Quelques détails m’empêchent d’être totalement ravi par cet achat, mineurs puisque n’handicapant pas la fonctionnalité mais présents.

La couleur « Lin » est légèrement trop jaune à mon goût et j’espérais une couleur plus froide, moins flashy sous la pluie. À l’inverse, quelques bandes réfléchissantes auraient été appréciables.

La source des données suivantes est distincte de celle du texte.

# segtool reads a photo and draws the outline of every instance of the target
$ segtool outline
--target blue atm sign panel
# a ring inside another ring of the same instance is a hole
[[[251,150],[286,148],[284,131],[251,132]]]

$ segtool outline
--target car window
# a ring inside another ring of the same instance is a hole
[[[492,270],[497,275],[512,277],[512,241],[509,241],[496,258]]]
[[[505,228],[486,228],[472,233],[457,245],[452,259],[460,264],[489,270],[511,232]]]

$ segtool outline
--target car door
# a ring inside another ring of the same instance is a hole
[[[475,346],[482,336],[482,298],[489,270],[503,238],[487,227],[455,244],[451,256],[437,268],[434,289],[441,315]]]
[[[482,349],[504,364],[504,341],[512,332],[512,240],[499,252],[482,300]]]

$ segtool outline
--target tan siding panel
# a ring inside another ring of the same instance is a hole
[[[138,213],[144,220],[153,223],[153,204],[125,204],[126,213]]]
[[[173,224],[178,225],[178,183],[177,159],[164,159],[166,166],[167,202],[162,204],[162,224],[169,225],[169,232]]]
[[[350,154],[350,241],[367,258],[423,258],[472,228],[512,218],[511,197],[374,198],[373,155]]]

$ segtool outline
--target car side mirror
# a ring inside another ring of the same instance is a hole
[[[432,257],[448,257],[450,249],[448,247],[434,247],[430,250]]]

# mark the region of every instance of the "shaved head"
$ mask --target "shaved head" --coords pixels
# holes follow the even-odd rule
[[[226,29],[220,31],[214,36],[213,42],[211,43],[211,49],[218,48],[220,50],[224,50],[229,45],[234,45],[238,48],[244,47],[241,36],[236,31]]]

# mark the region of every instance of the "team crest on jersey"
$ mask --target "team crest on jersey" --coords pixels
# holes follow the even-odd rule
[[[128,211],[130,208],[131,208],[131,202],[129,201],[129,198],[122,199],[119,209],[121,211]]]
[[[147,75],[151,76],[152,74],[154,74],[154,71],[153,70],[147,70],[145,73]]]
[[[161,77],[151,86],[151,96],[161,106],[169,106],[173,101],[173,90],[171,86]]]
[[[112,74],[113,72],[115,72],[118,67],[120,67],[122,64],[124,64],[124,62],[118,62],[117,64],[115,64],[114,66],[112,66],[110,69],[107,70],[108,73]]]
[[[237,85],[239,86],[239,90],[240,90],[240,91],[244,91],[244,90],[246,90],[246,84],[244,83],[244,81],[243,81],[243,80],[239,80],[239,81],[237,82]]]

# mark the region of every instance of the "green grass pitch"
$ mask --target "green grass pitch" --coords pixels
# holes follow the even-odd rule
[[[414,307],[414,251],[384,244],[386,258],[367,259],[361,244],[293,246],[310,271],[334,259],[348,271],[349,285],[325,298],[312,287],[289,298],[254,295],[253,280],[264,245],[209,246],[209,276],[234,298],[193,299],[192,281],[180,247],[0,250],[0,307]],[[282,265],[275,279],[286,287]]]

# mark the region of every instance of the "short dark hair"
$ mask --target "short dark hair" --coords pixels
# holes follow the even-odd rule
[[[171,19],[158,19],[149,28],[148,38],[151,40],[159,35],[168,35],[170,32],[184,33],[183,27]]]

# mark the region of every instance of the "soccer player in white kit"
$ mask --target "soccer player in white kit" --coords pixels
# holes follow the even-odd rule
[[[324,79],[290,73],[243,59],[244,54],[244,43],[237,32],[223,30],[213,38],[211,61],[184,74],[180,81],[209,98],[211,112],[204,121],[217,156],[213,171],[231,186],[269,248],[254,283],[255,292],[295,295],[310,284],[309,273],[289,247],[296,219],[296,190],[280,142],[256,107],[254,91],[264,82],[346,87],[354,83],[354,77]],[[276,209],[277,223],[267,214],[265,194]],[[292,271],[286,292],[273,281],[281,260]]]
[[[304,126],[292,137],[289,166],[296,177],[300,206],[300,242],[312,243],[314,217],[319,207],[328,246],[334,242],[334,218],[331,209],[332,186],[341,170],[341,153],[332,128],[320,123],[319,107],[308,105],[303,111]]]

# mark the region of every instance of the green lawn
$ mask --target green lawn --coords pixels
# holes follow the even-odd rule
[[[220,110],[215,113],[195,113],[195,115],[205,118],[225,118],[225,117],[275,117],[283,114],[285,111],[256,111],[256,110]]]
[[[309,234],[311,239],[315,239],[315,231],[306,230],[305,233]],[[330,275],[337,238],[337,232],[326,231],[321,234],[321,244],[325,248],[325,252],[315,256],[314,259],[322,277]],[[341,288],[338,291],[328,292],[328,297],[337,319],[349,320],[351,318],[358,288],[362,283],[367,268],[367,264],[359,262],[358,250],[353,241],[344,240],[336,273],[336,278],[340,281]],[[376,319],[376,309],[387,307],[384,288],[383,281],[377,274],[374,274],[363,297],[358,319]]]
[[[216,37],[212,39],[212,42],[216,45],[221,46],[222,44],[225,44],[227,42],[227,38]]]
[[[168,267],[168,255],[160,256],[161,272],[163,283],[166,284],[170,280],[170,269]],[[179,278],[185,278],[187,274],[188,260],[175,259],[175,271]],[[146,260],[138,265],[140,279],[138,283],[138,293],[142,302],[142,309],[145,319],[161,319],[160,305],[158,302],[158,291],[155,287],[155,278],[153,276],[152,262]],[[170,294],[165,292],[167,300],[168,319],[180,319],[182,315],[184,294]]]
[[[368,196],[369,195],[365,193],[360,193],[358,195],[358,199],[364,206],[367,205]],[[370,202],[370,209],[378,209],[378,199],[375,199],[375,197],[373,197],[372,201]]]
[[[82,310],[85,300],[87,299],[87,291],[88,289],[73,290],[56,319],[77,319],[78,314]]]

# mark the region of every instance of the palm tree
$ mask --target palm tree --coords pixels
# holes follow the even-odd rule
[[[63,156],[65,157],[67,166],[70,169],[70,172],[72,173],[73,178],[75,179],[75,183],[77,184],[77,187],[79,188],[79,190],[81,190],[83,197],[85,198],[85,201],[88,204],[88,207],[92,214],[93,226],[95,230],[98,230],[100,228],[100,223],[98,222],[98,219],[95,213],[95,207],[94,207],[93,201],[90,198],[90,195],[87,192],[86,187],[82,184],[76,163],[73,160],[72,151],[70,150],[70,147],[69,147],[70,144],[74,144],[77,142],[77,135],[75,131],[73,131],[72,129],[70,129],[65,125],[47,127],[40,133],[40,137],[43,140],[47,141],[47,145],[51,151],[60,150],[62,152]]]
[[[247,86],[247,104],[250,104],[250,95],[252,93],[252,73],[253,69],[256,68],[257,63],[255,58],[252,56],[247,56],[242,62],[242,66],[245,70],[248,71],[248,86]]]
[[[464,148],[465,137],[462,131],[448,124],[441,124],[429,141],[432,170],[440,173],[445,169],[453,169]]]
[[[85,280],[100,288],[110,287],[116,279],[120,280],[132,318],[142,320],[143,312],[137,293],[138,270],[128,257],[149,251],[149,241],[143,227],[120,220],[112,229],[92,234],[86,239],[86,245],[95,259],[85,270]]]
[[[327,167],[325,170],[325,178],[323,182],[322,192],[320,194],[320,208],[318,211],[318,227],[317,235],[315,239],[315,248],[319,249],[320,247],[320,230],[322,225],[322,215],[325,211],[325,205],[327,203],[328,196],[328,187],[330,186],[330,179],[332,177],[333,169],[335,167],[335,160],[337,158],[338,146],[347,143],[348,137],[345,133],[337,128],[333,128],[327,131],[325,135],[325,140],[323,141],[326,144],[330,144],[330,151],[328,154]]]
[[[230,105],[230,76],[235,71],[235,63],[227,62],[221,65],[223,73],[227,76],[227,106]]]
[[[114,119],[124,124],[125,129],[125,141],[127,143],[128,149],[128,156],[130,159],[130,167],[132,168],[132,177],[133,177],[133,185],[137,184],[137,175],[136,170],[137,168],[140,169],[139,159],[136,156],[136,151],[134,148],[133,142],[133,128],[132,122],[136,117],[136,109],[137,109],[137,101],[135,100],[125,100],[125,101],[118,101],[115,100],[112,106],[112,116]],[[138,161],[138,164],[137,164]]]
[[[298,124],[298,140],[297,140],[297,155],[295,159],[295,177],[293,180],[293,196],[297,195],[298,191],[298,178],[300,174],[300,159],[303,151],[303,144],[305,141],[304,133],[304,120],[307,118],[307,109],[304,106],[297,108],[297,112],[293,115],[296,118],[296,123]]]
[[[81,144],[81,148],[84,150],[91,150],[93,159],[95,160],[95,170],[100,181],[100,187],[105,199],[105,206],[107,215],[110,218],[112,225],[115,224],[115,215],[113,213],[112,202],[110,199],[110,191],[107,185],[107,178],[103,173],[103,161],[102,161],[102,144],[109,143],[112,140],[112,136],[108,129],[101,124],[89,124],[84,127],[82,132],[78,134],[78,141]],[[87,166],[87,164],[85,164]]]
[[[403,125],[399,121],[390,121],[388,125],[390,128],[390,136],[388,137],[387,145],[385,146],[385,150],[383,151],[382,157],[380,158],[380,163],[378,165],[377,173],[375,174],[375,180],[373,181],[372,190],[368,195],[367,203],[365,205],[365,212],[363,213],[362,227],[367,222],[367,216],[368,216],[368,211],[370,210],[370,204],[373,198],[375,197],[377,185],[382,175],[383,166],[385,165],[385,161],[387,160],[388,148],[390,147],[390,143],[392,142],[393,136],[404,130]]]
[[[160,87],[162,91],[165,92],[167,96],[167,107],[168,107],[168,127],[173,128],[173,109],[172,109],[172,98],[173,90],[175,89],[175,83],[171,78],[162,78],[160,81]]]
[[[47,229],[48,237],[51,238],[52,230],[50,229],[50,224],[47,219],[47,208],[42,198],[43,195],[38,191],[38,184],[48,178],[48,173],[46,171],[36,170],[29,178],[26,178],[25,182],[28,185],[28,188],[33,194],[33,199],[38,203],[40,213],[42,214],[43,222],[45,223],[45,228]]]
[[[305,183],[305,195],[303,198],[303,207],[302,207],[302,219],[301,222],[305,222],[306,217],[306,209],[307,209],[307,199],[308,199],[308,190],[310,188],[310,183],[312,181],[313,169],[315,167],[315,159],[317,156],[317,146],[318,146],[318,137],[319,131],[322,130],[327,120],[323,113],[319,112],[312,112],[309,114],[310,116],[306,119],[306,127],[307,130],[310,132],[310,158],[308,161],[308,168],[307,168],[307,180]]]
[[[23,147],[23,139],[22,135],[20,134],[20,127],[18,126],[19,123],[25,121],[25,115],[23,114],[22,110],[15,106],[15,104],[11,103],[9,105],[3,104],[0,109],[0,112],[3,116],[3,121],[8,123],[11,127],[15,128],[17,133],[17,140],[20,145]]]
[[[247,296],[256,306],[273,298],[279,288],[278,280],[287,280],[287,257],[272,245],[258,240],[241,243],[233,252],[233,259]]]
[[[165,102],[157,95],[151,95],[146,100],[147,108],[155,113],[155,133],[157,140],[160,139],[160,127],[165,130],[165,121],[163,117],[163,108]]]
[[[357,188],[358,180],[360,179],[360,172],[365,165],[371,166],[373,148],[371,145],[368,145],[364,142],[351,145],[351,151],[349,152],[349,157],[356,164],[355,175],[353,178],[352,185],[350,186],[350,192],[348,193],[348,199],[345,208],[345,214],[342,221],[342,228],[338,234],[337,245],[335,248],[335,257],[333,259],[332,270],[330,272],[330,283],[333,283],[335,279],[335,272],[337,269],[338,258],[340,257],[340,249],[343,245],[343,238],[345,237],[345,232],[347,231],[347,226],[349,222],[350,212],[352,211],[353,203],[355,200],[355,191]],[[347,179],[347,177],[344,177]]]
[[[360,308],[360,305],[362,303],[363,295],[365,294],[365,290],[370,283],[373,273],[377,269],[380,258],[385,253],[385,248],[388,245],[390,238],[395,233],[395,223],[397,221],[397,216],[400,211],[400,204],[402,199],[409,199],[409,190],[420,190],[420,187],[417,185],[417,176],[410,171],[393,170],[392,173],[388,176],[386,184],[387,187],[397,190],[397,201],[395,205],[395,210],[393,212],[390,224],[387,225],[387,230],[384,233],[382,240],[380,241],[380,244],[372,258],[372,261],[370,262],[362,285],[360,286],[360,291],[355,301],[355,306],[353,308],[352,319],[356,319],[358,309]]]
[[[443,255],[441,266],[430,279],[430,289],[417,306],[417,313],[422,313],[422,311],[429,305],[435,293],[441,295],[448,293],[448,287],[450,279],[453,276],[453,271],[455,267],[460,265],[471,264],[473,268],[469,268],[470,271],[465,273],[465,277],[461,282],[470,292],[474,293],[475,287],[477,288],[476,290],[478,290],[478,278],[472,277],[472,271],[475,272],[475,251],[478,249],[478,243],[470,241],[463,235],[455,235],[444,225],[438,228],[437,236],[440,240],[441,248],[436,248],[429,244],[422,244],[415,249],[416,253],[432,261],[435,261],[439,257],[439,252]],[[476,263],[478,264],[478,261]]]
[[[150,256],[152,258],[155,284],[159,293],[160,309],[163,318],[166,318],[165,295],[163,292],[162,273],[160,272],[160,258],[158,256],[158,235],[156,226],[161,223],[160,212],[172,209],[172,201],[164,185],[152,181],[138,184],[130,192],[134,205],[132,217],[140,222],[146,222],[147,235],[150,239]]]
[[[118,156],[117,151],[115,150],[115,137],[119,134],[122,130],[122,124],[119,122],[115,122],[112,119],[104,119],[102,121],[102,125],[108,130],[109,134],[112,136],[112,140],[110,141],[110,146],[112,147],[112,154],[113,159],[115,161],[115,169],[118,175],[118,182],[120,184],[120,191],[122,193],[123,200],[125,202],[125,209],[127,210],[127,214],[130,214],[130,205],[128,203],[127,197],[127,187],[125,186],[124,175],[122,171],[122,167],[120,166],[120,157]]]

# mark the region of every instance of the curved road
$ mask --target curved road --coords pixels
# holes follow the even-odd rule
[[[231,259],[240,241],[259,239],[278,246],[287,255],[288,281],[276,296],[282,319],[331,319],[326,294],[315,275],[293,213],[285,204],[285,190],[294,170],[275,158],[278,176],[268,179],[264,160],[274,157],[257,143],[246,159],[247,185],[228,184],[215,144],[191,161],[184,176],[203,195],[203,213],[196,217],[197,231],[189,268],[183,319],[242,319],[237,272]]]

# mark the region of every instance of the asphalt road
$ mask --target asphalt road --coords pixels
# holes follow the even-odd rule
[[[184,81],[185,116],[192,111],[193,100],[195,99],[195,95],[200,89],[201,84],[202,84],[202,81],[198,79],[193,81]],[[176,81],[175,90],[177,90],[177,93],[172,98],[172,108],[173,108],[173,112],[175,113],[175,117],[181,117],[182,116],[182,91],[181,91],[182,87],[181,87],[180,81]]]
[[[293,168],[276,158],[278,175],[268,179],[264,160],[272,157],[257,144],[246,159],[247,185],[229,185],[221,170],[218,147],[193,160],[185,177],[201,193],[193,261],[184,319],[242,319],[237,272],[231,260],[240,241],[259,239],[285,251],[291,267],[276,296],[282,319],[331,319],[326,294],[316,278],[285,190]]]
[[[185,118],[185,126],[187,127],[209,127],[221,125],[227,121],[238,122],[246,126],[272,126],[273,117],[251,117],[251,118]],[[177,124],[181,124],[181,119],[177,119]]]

La coupe est, je suppose, volontairement large pour permettre d’enfiler plusieurs couches. Pour ma part je ne compte pas l’enfiler avec des couches épaisses et ai choisi une taille plutôt moulante, ce qui en parallèle rend les manches un peu courtes – aux plis des poignets au repos. Heurseusement, les « manchons » (sic) extensibles sont relativement discrets et seront un atout une fois sur le vélo. Je n’aurai pas à enfiler de manchon de cyclisme. Un col légèrement plus haut aurait été agréable contre les brises dans le cou.

Les textiles utilisés sont particulièrement rigides, contrairement à des tissus souples le moindre mouvement est particulièrement bruyant, mais en environnement extérieur cela ne se remarque pas tellement. Tout comme les multiples plissures que je ne m’explique pas. Au repos la couche externe montre des plissures à de nombreux endroits, sans qu’il n’y ait de tension particulière appliquée.

Toujours dans le détail, la fermeture est protégée par un rabat et il a été jugé pertinent de lui ajouter des boutons pressions. Je trouve ceux-ci un peu grossiers sur un habit autrement très sobre, mais je comprends que ça puisse être une demande au cahier des charges.

Ce qui n’est pas forcément le cas des poches. Bien que présentes, elles n’offrent qu’un volume relativement faible alors que je n’ai pas des pattounes d’ours. Idem, mon portable est relativement ancien et de petites dimensions mais pas sur que des récents y entrent.

Les Inconnues

Le prix est de 65 €. Tout comme l’empreinte carbone je n’ai que peu de références pour comparer, mais ça me paraît plus que raisonnable et raccord avec l’enseigne Décathlon. De plus, je pense que c’est un investissement sur le long terme – ma croissance étant à priori terminée –, pour lequel j’aurais attendu plus de 3 ans avant de me décider et qui, je l’espère, m’accompagnera de longues années durant – dans le cas contraire la garantie est de 2 ans et je peux demander un remboursement pendant 1 an.